Gil Luria, an analyst at Wedbush Securities, said, “What Alibaba has said is that part of its long-term plan is to get into the Western markets. There would be no easy or better way to do that than by buying eBay’s marketplace business. They have similar business models in that they don’t carry any inventory.”
Alibaba’s key subsidiaries in Tmall and Taobao can’t be overlooked as both marketplaces are facilitating consumer-to-consumer and business-to-consumer relationships, allowing transactions of goods very much similar to eBay’s auction-based online marketplace.
It’s true that the Chinese giant far outstrips its American competitor in terms of size. But Alibaba is a slow runner that wins in almost every battle that it fights. In the 12 months period since the June-end, the gross merchandise volume of Alibaba or the total value of transacted goods across its sites hit USD 296 billion. However, the gross merchandise volume of eBay for the same period was USD 85 billion, just over a quarter of Alibaba’s figures.
“It’s certainly a possibility. If the US is the focus of their growth, it’s going to be hard to crack given its current brand recognition here,” said Morningstar analyst RJ Hottovy of Alibaba sizing up eBay.
Recalling the historical past of both the companies, the then eBay’s CEO Meg Whitman had in 2005 attempted to acquire a portion of Alibaba’s business.
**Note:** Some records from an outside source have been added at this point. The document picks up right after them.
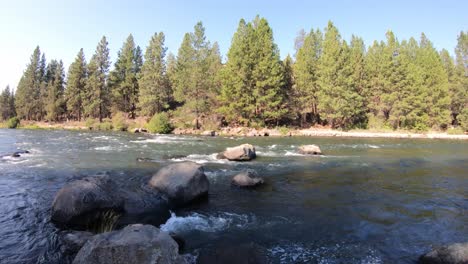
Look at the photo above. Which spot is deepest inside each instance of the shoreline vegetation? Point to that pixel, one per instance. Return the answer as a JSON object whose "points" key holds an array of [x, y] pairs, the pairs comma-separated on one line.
{"points": [[395, 85], [139, 124]]}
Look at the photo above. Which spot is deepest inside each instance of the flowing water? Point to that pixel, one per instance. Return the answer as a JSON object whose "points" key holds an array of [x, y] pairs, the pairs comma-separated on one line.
{"points": [[364, 201]]}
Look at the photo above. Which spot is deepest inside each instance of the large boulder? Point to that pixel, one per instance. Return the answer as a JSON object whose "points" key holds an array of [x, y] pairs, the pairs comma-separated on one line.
{"points": [[100, 204], [247, 179], [182, 182], [244, 152], [135, 244], [235, 254], [83, 198], [310, 150], [451, 254]]}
After two years of rigorous battle, Whitman flew out Alibaba’s Jack Ma to her firm’s headquarters in San Jose to explore the possibility.
In the meetings, Whitman demanded for Taobao, Alibaba’s subsidiary which was launched in 2003 against eBay’s Chinese online auctioneer, EachNet.
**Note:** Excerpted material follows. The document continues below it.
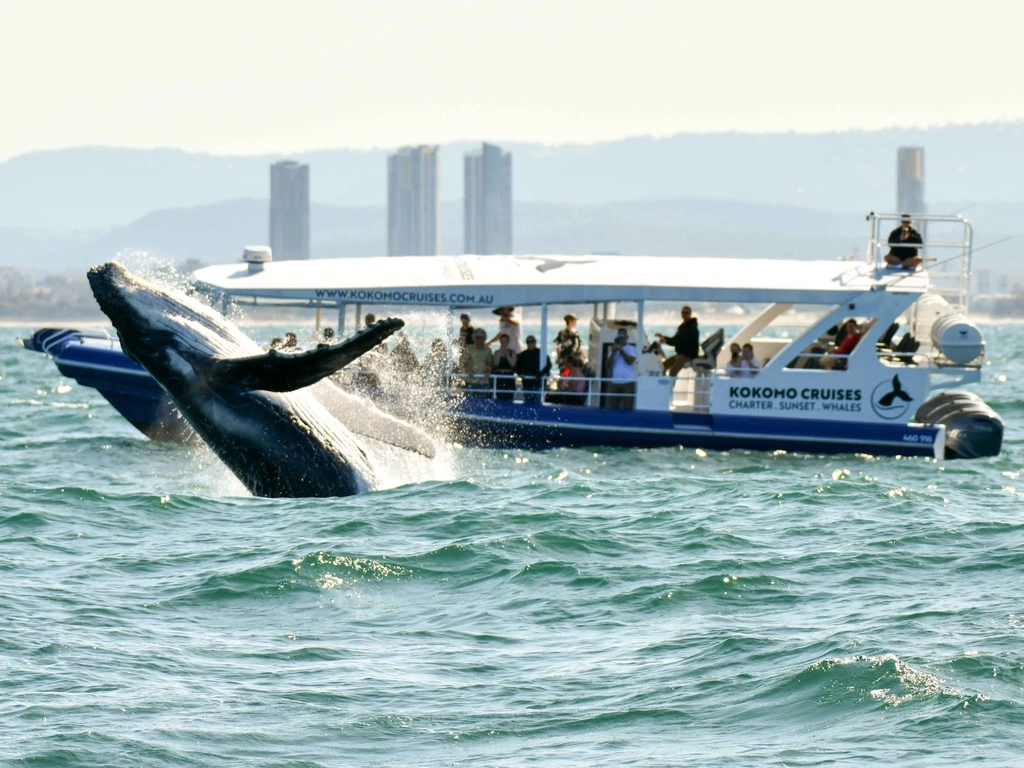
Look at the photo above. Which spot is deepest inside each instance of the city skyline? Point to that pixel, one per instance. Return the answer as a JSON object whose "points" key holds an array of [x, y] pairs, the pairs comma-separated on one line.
{"points": [[387, 74], [487, 201], [413, 224], [289, 225]]}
The demand was clearing an indication that Taobao dominated EachNet and Ma succeeded in realizing his famous declaration: “eBay may be a shark in the ocean, but I am a crocodile in the Yangtze River. If we fight in the ocean, we lose—but if we fight in the river, we win.”
Now, as Ma’s Alibaba has gone bigger, especially after a powerful IPO debut, this would be interesting to watch whether ‘the crocodile is ready to swallow the shark’.